In all the blame allocation about the economic/banking/property crash, it seems to be forgotten that there was, in fact, a general consensus that the construction boom could not be sustained indefinitely. The debate centred on whether we’d have a soft or a hard landing. The vast majority of economists (incl. Brian Lucey) favoured the soft landing scenario, which would have yielded very different consequences to those we are currently enduring.
If we’d had the desired soft landing
- developers and builders would have experienced an orderly reduction in activity levels
- unemployment in the sector would have increased but, at a moderated rate, and much of it would have been absorbed by an economy that continued to expand in other areas
- House price rises would have stabilised, rising at a rate akin to normal inflation and moderating the need to “get on the housing ladder” for first-time buyers
- Banks would have suffered some decline in their profits, but those would still be quite substantial. They would certainly have avoided the catastrophic level of bad debts now being incurred.
However, how would the largest financial beneficiary of the construction boom, i.e. the Govt, have fared in a soft landing?
During the boom, it was routinely estimated that about 40% of the sale price of every new house and apartment went to the Govt through a variety of taxes, duties & levies. Doubtless something similar applied to new commercial properties.
On second-hand properties, stamp duty rates of up to 9%, Capital Gains Tax etc added to the overflowing coffers of the Exchequer.
Rather than recognise the temporary nature of this engorged inflow of property-related taxes, the Government instead embarked on a programme of long-term spending commitments, which were dependant on maintaining and increasing the tax inflows. These included increased public sector employment, bench-marked salaries & pensions, generous social welfare hikes etc etc..

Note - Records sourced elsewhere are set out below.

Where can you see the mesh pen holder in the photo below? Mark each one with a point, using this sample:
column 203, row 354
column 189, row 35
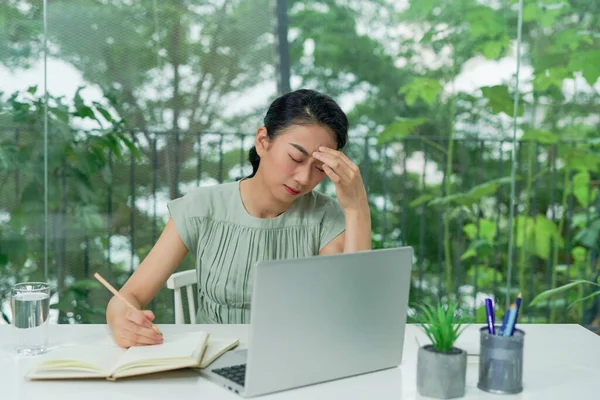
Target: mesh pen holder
column 501, row 362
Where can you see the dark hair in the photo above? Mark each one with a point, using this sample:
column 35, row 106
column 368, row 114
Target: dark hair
column 302, row 107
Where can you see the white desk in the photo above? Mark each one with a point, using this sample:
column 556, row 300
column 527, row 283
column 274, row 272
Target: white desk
column 560, row 362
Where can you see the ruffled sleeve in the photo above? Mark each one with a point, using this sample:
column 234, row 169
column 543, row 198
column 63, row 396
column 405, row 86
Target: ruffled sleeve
column 182, row 212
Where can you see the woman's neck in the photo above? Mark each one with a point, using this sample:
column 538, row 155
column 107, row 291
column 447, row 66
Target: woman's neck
column 258, row 200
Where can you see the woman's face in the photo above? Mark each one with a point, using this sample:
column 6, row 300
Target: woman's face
column 286, row 162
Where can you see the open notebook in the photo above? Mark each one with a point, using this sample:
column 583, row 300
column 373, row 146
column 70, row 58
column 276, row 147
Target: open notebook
column 189, row 350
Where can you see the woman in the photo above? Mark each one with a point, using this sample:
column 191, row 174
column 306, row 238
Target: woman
column 272, row 214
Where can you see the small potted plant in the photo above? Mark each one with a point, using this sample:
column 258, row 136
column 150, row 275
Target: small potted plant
column 441, row 367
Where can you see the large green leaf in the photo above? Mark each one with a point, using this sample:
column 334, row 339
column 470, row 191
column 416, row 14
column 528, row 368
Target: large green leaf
column 545, row 232
column 583, row 160
column 582, row 189
column 589, row 236
column 426, row 89
column 540, row 136
column 588, row 62
column 500, row 100
column 475, row 194
column 399, row 129
column 552, row 292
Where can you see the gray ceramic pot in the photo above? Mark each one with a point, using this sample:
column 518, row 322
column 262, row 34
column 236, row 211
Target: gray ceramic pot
column 441, row 375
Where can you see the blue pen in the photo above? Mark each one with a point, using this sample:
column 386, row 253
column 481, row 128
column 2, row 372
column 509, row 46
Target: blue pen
column 512, row 316
column 519, row 297
column 489, row 311
column 504, row 322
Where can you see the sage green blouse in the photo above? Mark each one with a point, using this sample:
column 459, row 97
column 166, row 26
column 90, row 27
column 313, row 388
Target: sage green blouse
column 226, row 242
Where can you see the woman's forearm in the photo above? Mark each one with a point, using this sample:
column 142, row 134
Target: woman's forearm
column 358, row 231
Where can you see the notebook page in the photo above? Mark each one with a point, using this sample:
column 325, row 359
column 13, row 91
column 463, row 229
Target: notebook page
column 81, row 357
column 174, row 347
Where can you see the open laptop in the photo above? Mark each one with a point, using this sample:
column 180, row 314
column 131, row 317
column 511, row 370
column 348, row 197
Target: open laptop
column 318, row 319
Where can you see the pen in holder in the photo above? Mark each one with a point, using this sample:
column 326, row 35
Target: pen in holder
column 501, row 362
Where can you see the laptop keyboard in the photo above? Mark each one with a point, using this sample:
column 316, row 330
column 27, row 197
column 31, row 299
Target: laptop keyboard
column 235, row 373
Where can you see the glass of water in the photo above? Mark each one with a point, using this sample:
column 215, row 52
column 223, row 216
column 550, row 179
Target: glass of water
column 30, row 303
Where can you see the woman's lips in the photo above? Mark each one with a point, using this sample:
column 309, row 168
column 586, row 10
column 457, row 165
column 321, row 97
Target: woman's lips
column 291, row 191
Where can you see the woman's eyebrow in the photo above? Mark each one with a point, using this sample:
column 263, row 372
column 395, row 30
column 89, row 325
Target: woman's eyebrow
column 301, row 149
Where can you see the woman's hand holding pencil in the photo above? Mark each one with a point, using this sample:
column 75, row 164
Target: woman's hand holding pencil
column 131, row 326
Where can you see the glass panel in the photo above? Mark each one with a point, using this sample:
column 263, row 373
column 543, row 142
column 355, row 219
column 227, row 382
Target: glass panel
column 21, row 147
column 153, row 88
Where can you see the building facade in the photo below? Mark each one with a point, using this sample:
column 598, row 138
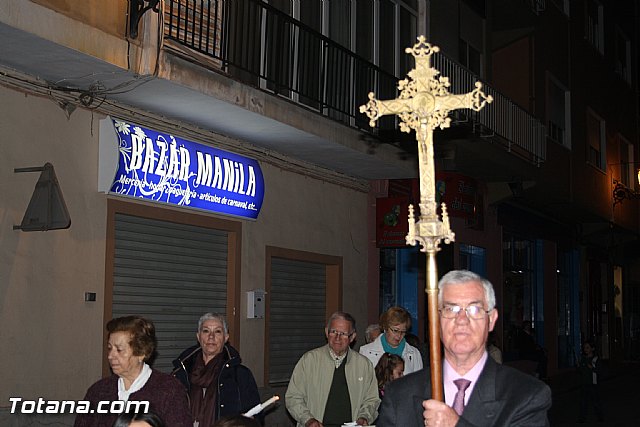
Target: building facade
column 540, row 184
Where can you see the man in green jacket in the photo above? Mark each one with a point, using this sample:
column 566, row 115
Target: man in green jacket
column 332, row 385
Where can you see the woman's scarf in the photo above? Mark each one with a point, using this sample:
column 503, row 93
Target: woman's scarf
column 393, row 350
column 204, row 389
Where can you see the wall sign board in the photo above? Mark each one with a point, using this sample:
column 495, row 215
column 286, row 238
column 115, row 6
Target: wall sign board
column 143, row 163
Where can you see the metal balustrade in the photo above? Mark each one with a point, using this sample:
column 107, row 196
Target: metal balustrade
column 261, row 46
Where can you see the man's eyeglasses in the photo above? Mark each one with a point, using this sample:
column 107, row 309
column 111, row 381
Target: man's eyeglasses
column 396, row 331
column 340, row 334
column 476, row 312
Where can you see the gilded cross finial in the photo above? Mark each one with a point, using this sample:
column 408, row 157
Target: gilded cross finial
column 423, row 104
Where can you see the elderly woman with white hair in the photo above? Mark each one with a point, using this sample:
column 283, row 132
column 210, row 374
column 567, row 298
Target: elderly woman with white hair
column 212, row 371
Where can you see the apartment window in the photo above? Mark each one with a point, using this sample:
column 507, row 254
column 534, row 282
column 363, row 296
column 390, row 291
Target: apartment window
column 558, row 113
column 594, row 25
column 470, row 57
column 623, row 56
column 627, row 169
column 563, row 5
column 596, row 143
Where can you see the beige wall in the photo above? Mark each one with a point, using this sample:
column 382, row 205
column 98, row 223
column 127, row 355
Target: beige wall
column 52, row 338
column 94, row 27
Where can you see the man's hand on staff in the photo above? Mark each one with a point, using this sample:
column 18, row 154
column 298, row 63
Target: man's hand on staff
column 313, row 423
column 438, row 414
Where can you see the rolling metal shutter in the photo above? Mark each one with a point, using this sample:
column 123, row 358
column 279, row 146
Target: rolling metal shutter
column 297, row 314
column 170, row 273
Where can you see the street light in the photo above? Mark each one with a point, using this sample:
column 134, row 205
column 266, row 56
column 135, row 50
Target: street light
column 621, row 191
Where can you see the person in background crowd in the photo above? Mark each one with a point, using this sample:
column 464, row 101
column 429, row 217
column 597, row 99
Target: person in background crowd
column 148, row 419
column 131, row 342
column 395, row 323
column 212, row 371
column 332, row 385
column 372, row 332
column 589, row 370
column 236, row 421
column 477, row 390
column 390, row 367
column 423, row 348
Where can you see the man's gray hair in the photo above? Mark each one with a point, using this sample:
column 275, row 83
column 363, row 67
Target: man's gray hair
column 213, row 316
column 459, row 277
column 344, row 316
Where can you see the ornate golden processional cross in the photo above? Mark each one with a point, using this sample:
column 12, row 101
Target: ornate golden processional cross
column 423, row 105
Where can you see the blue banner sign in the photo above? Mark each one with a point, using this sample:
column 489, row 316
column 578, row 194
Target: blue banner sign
column 143, row 163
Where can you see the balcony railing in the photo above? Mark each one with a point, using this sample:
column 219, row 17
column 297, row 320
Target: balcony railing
column 518, row 130
column 261, row 46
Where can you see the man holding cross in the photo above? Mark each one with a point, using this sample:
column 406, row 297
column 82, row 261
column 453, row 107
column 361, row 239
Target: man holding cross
column 477, row 390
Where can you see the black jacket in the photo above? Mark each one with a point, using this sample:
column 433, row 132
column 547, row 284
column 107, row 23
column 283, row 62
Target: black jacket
column 237, row 389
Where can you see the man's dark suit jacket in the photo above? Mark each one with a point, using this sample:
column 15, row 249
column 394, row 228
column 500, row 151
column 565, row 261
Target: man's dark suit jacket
column 502, row 396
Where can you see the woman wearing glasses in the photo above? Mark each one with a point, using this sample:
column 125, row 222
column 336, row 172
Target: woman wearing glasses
column 395, row 323
column 212, row 371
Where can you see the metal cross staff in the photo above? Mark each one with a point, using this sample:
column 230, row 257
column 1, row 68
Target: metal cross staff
column 423, row 105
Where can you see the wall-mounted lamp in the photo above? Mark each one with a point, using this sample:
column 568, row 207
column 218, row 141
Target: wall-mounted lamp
column 137, row 8
column 622, row 192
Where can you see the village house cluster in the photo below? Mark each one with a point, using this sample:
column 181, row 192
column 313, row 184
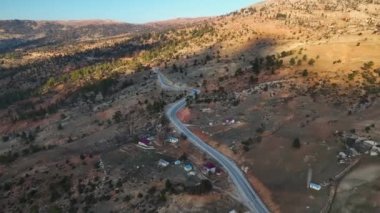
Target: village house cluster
column 356, row 145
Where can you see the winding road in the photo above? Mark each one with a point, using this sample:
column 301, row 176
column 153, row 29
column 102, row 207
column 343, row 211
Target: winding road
column 246, row 192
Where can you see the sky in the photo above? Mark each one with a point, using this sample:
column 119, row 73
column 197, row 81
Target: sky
column 132, row 11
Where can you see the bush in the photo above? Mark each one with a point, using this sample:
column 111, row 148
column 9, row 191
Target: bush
column 117, row 117
column 292, row 61
column 305, row 73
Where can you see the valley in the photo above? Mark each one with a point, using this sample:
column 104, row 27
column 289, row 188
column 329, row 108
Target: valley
column 279, row 99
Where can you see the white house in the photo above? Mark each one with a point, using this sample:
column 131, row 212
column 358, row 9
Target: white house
column 163, row 163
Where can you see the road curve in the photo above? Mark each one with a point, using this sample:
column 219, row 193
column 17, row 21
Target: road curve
column 249, row 196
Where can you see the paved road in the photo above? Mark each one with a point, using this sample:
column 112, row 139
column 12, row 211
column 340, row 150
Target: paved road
column 249, row 196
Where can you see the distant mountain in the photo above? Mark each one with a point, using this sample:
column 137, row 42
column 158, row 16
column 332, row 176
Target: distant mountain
column 27, row 33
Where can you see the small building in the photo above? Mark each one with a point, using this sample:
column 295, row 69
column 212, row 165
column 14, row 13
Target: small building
column 188, row 167
column 163, row 163
column 172, row 139
column 209, row 168
column 144, row 142
column 315, row 186
column 150, row 138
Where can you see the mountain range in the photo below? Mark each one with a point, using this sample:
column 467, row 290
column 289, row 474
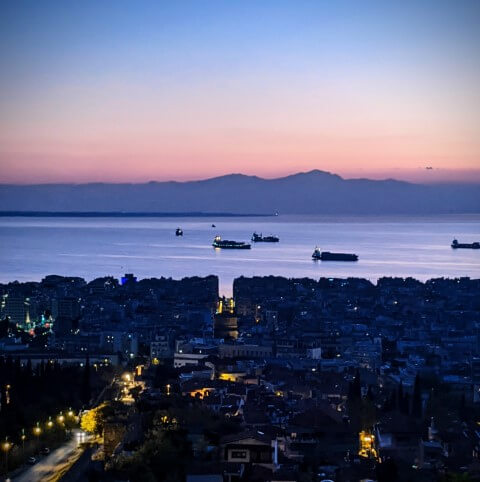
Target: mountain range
column 314, row 192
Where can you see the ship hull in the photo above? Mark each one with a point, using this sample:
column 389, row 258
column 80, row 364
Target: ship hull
column 245, row 246
column 327, row 256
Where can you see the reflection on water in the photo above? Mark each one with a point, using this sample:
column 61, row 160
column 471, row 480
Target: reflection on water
column 30, row 248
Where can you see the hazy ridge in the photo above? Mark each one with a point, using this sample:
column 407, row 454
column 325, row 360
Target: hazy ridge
column 314, row 192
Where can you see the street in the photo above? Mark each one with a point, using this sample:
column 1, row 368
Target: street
column 56, row 462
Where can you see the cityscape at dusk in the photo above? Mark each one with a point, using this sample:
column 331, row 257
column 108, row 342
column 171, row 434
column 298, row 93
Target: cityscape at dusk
column 240, row 241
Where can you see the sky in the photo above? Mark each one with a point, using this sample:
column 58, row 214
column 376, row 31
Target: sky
column 133, row 91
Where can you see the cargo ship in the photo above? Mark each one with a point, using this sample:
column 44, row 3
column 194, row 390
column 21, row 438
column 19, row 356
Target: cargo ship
column 457, row 245
column 259, row 238
column 218, row 242
column 328, row 256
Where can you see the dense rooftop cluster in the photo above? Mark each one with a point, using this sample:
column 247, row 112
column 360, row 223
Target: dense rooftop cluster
column 292, row 379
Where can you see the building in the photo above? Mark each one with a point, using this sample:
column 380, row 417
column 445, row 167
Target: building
column 225, row 322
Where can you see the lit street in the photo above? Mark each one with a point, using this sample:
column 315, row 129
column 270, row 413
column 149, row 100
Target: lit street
column 57, row 461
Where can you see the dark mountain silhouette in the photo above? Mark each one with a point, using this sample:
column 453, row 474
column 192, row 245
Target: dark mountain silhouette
column 314, row 192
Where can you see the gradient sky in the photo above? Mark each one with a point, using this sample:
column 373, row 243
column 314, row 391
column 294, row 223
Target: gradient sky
column 139, row 90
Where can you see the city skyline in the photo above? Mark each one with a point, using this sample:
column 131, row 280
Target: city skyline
column 117, row 93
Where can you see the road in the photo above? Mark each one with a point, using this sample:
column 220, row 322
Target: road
column 51, row 465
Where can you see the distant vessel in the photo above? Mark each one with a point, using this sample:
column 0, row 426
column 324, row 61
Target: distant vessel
column 258, row 238
column 218, row 242
column 457, row 245
column 327, row 256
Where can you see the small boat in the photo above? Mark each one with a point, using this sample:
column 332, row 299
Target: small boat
column 457, row 245
column 328, row 256
column 218, row 242
column 258, row 238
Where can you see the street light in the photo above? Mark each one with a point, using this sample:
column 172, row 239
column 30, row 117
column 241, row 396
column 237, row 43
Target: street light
column 37, row 431
column 23, row 437
column 6, row 446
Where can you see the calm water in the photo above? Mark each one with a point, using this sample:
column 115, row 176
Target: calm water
column 30, row 248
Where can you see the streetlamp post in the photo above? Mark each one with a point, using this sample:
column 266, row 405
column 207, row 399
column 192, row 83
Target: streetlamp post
column 6, row 447
column 23, row 437
column 37, row 431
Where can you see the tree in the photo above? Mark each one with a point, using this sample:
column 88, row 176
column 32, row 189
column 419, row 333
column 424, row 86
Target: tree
column 85, row 394
column 93, row 420
column 417, row 398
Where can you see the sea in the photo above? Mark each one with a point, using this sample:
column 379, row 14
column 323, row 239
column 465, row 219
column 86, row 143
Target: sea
column 419, row 247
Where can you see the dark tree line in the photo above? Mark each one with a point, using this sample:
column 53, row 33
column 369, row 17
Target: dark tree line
column 30, row 394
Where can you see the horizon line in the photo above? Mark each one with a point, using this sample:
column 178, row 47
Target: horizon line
column 468, row 181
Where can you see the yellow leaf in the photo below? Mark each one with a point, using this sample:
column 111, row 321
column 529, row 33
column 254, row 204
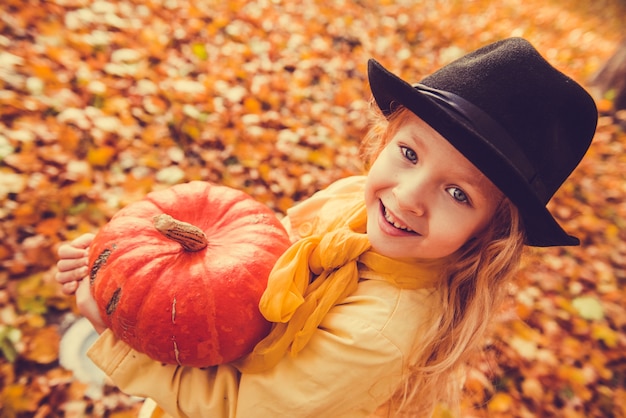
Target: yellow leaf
column 501, row 402
column 588, row 307
column 43, row 347
column 101, row 156
column 605, row 334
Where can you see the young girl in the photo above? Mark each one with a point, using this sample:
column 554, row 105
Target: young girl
column 403, row 268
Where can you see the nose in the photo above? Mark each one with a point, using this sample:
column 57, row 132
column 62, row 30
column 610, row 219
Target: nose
column 411, row 194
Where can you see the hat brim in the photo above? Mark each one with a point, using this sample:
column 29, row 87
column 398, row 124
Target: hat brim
column 389, row 91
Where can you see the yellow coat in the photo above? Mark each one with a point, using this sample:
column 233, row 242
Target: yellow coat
column 354, row 362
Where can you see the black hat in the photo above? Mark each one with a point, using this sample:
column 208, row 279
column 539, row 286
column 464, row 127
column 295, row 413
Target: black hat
column 520, row 121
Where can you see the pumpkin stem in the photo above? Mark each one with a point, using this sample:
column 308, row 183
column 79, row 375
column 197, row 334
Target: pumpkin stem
column 189, row 236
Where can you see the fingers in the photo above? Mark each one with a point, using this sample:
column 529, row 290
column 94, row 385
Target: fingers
column 72, row 275
column 68, row 264
column 69, row 288
column 72, row 264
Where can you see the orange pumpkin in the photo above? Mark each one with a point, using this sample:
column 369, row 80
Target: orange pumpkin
column 179, row 274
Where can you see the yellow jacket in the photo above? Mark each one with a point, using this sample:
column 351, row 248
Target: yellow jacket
column 352, row 365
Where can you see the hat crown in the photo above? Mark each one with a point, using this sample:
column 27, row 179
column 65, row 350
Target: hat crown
column 544, row 111
column 519, row 120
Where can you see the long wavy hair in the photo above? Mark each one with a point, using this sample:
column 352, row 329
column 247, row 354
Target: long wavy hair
column 471, row 292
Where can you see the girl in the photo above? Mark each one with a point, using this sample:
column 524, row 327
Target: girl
column 393, row 277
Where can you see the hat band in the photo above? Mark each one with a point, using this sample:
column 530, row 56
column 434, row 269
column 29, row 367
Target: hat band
column 489, row 128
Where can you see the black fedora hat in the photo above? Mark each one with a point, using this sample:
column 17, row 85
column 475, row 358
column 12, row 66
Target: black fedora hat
column 520, row 121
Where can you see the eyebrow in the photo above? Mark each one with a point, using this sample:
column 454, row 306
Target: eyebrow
column 478, row 181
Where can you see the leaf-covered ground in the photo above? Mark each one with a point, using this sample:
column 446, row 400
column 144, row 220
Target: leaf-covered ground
column 103, row 101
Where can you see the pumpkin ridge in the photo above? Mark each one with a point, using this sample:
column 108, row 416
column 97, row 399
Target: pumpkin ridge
column 100, row 261
column 115, row 298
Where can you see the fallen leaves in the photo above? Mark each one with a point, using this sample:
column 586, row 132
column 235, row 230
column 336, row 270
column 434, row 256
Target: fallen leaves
column 104, row 101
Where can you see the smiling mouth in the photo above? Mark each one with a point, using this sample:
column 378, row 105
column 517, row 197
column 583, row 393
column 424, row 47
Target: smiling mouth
column 391, row 220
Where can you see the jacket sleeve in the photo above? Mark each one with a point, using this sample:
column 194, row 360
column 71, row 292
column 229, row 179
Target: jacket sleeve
column 353, row 364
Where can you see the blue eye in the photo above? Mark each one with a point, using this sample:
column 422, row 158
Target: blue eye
column 409, row 154
column 458, row 195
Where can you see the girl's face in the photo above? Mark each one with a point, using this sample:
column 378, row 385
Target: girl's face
column 423, row 198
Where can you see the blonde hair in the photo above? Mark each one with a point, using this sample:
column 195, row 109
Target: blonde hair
column 472, row 289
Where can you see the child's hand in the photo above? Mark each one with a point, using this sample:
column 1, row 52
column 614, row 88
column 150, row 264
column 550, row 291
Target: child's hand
column 72, row 264
column 72, row 275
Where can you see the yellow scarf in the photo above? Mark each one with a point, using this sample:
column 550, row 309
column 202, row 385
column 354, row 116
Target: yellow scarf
column 315, row 274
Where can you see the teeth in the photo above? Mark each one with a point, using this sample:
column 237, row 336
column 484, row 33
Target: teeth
column 395, row 223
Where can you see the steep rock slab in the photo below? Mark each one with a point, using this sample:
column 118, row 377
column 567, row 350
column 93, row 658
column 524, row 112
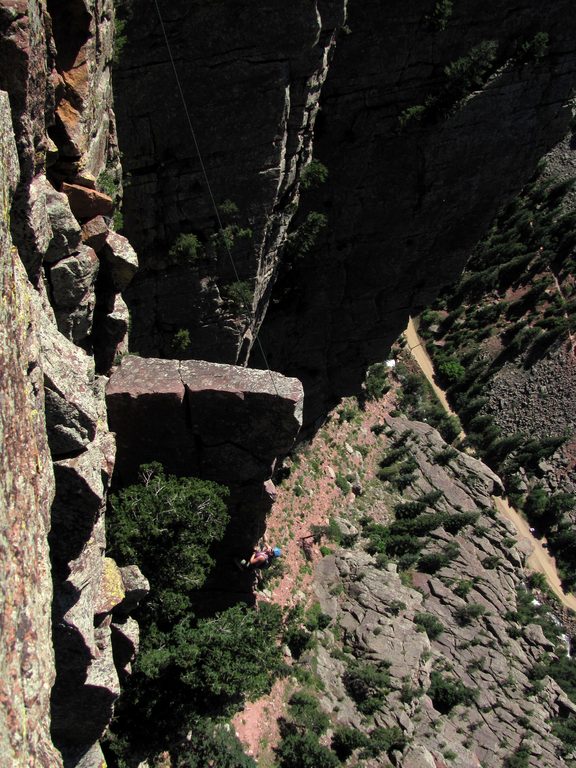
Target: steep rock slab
column 253, row 98
column 405, row 202
column 225, row 422
column 26, row 491
column 381, row 612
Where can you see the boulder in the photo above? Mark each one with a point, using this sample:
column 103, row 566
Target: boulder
column 74, row 277
column 95, row 232
column 73, row 282
column 111, row 591
column 66, row 232
column 72, row 409
column 229, row 422
column 26, row 489
column 110, row 332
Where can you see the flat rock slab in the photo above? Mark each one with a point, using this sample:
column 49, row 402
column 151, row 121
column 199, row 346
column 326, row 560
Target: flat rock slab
column 224, row 422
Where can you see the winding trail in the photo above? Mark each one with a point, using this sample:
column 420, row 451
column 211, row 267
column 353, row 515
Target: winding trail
column 540, row 560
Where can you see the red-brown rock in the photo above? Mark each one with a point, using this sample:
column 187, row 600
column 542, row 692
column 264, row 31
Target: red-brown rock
column 227, row 422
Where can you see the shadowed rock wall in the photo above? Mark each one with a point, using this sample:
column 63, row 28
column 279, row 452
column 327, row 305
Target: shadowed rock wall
column 405, row 204
column 219, row 422
column 222, row 422
column 251, row 75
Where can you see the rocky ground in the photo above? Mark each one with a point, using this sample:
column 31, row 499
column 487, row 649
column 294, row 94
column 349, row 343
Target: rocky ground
column 375, row 608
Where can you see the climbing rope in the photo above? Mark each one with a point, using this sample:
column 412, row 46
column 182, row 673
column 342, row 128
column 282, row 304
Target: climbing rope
column 206, row 179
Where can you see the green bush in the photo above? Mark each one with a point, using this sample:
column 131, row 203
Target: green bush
column 467, row 613
column 181, row 341
column 432, row 562
column 367, row 684
column 441, row 14
column 313, row 175
column 535, row 48
column 346, row 739
column 445, row 456
column 186, row 249
column 451, row 371
column 305, row 711
column 165, row 525
column 301, row 242
column 463, row 587
column 447, row 693
column 469, row 72
column 456, row 522
column 302, row 750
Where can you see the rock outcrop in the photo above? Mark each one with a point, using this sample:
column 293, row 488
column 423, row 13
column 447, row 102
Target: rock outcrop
column 382, row 615
column 57, row 452
column 26, row 493
column 252, row 97
column 223, row 422
column 405, row 200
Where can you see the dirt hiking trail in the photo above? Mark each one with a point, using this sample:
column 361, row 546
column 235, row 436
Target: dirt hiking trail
column 540, row 560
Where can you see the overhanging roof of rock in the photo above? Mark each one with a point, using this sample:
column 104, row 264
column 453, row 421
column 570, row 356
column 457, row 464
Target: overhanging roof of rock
column 223, row 421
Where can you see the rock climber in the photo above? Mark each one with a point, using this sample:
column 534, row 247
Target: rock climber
column 262, row 558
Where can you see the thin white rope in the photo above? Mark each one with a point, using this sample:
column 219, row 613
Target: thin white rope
column 206, row 179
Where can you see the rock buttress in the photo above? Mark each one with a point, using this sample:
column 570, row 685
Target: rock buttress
column 220, row 422
column 223, row 422
column 407, row 198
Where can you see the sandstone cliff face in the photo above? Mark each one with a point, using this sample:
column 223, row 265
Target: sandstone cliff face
column 405, row 204
column 56, row 71
column 405, row 201
column 26, row 492
column 251, row 77
column 219, row 422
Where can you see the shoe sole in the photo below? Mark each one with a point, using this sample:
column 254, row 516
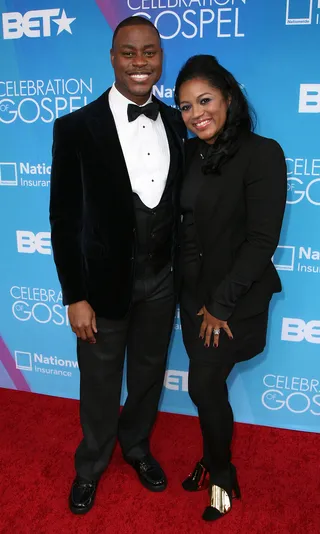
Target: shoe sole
column 80, row 511
column 155, row 489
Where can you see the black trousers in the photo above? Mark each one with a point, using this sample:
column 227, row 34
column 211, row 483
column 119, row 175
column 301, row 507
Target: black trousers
column 145, row 334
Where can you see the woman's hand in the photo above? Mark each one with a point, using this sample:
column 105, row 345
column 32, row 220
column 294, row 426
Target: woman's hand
column 211, row 324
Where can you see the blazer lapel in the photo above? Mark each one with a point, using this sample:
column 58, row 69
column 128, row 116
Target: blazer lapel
column 103, row 129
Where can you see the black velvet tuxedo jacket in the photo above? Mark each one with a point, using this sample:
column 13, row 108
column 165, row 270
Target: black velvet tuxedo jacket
column 91, row 207
column 238, row 216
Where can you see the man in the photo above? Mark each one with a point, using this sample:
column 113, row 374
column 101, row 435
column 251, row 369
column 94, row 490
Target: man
column 115, row 175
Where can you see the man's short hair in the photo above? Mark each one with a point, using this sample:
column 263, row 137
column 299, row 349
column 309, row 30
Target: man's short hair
column 133, row 21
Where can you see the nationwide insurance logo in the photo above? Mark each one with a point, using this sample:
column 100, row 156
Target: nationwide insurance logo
column 47, row 365
column 36, row 23
column 302, row 12
column 297, row 259
column 24, row 174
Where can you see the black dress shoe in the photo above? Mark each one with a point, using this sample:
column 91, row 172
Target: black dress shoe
column 82, row 495
column 150, row 473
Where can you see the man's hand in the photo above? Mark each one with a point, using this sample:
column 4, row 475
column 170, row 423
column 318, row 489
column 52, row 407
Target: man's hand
column 83, row 321
column 211, row 325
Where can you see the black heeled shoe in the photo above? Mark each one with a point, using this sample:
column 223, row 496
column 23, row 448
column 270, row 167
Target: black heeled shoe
column 221, row 499
column 198, row 479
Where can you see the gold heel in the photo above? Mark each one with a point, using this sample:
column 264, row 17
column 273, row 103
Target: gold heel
column 220, row 504
column 221, row 499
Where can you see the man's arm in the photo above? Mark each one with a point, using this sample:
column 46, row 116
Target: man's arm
column 66, row 213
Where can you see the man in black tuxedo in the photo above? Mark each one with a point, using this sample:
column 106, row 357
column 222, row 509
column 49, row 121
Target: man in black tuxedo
column 113, row 213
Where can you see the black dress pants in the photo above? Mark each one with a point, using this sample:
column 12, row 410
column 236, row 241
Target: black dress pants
column 208, row 371
column 145, row 333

It was a bit like a man working on a 3-5 year project, which temporarily provided a significant boost to his earnings, deciding to take on a 30-year 100% mortgage on the strength of that temporary boost.
So the Government was heading for an inevitable, and material, shortfall in its finances, the so-called structural deficit, regardless of the worldwide economic recession. We got the dreaded hard landing in spades, predicted by the very few, which has greatly exacerbated the problems in the public finances.
It’s clear that the Government was almost certain to be in trouble regardless of what happened, and it was the player who most needed the construction boom to continue as long as possible. Might that explain the annual budget incentives for developers, investors and first-time buyers?
Many investigations logically use a “follow the money” or “cui bono?” methodology. Assuming that the proposed inquiry into the banking crisis pursues this line, the Government will inevitably be in the dock alongside the bankers and developers.